Don't Be a Name Dropper

Don't Be a Name Dropper

Apr 16, 2018
Susan Hynes

It seems almost surreal to me how the world today is filled with language peppered with curse words. Words that lack certain civility or graciousness now appear in the language of children to seniors, with alarming regularity. Words that once were utterly taboo are now accepted as commonplace, except perhaps in church. It is surreal to me because in my world, as a child, I could not have imagined such a deterioration of societal conversation.

I only heard my mother curse once in the 30 or so years I knew her. When she said a swear word quite by accident in the middle of a conversation, I went into shock, and I was an adult at the time. I was stunned, people my mother’s age had manners they did not speak this way, and they were determined that we, their children, won’t use bad language either. My parents did not curse or use swear words, and I don’t mean just big ones. Hell was heck, damn was darn and anything starting with an S was shoot. When I was a teenager and trying to show my independence and radical side, I would from time to time say something that included a “Jesus Christ!” delivered with great enthusiasm. Every time, I did take the Lord’s name in vain my father if he heard me would suggest rather strongly that I should not be a name-dropper. This comment was his funny way of correcting me and making a point. The other day I caught myself saying the same thing to my son.

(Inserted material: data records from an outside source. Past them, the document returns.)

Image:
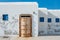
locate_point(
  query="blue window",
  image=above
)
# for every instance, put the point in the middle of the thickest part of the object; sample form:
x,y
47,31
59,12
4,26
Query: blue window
x,y
57,19
41,19
5,17
49,20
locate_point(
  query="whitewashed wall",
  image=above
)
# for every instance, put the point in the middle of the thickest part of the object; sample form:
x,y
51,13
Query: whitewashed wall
x,y
54,26
11,27
42,27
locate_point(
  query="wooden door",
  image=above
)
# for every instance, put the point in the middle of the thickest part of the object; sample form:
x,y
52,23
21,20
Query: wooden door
x,y
25,25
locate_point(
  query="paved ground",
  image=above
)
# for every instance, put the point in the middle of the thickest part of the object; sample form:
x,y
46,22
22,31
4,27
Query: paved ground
x,y
33,38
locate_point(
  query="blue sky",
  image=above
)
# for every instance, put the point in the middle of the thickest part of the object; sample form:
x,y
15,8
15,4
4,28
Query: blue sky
x,y
50,4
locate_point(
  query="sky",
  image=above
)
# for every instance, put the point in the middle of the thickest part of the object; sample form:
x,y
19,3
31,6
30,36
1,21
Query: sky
x,y
50,4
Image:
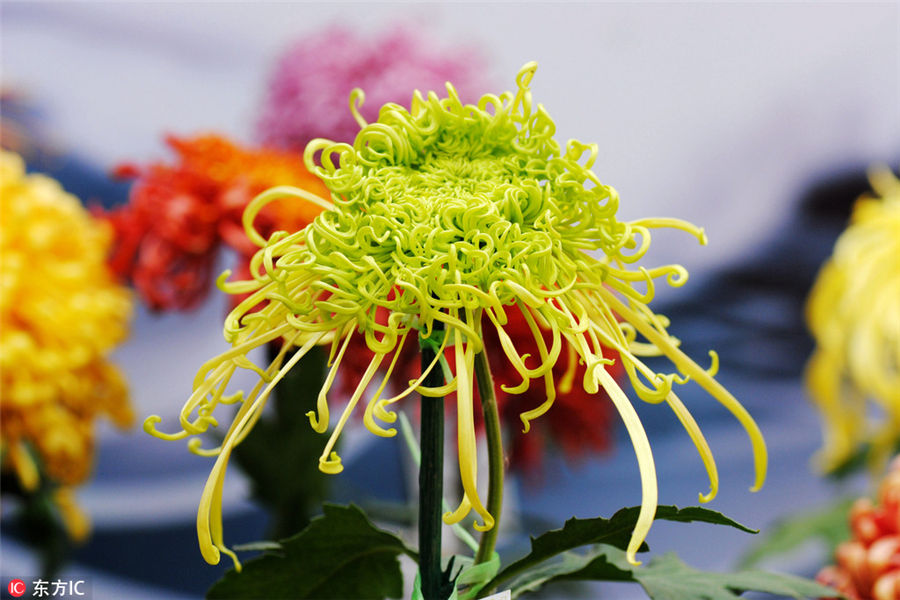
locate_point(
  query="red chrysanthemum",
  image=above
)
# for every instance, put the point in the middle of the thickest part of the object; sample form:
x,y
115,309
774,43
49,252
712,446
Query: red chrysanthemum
x,y
181,212
868,566
578,424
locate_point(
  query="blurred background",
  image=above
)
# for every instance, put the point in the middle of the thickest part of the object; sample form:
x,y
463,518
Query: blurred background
x,y
755,121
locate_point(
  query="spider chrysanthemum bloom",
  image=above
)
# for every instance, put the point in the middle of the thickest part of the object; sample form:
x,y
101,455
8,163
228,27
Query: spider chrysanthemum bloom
x,y
854,315
61,315
443,214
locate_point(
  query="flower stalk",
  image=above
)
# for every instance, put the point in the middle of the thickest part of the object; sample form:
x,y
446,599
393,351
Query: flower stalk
x,y
431,483
495,454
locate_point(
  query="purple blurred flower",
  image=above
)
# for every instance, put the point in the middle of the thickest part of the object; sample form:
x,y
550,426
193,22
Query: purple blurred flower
x,y
318,73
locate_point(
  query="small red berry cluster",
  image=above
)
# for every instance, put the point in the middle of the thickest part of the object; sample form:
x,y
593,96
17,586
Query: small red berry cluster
x,y
868,566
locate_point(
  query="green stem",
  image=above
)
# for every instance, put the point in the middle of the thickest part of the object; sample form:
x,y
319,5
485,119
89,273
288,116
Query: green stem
x,y
495,455
431,482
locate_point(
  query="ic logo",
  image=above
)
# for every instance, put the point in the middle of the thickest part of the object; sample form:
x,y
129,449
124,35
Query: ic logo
x,y
16,588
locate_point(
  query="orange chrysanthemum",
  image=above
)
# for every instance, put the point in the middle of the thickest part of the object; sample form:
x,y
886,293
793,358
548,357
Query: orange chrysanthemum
x,y
179,215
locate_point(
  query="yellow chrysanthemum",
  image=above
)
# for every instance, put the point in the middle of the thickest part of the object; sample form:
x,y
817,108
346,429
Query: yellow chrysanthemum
x,y
61,314
854,315
445,213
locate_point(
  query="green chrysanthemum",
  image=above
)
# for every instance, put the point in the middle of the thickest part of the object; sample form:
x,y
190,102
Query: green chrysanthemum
x,y
445,213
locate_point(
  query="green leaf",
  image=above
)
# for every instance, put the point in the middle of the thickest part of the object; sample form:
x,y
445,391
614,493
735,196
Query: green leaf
x,y
668,578
285,438
340,555
828,524
615,531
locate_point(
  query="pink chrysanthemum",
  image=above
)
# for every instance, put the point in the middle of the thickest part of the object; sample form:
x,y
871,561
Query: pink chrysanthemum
x,y
318,73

How far we have come from those past times, we now have a president who has taken “locker room talk” to a new very public level and somehow made it acceptable. As a society, we have gone down a slippery slope by ignoring the importance of language and perhaps have set off a firestorm of disagreeable discourse. We wonder why the world, or at least our country, seems divided in a very strident sense; maybe it is because we no longer have words of graciousness or accommodation or respect in our language. Instead, everywhere we go, the style has become harsher and more distasteful. We condemn in our swearing and leave no doubt that we hate those who are different from us. The answer to those who disagree is to yell back at them so that we further decrease our ability to communicate.

Many years ago, after a very long and boisterous meeting, I was chairing, I made the mistake of using the word chairman, instead of the chairperson or the chair. After the meeting, a woman I respected very much came up and chewed me out for my oversight. I protested that it was late, I was tired, and it was a minor sin. My excuses only made her angrier. “Don’t you understand, when you don’t pay attention to the small points in the language you use, you just make it that much easier to slip into something you don’t want to have happen.” In her case, she was talking about the women’s’ movement, and I thought she was ridiculous. However, as I see where we are today and where we have come from I think I understand and believe she was right.

We have colored our language with Jesus and damns without a second thought. When we are annoyed or angry, how often does one say “Jesus Christ knock it off” or something similar? How often do we say well God damn this or that? By being name droppers are we removing a layer of respect and awe from the very essence of our faith? Does this lack of respect mean that we fail to sanctify and revere creed or religion as something essential to our lives?

The next time we lament the lack of attendance in mainstream churches perhaps we should reflect on how common-place we have made Jesus, how we have removed the awe and wonder from the story by name dropping. If we fail to make the faith seem wonderous and worthy of deep respect and appropriate behavior, we may well be making our congregations something not special enough to get up for on Sunday morning. First, we took the Lord’s name in vain, then we stopped wearing our Sunday best to church, and then we stopped coming at all. Maybe this slippery slope concept is a bit of a stretch. I am sure there are lots of reasons why people have fallen away from mainstream faiths like the Episcopal church. There are all kinds of research projects that show lack of interest in church attendance for all sorts of reasons, but in the back of my mind, I keep wondering if one of those reasons is we have taken away some of the awe that used to exist. I am not sure if the superficial aspects of “dressing” for church or never swearing would restore interest and attendance, but if we, active members of churches don’t show how much we think our church is unique, we may be losing a valuable tool. In the end, I think we all want to belong to something meaningful and revered. Maybe it is a superficial notion, but let’s all start by cleaning up our language and see where it leads us.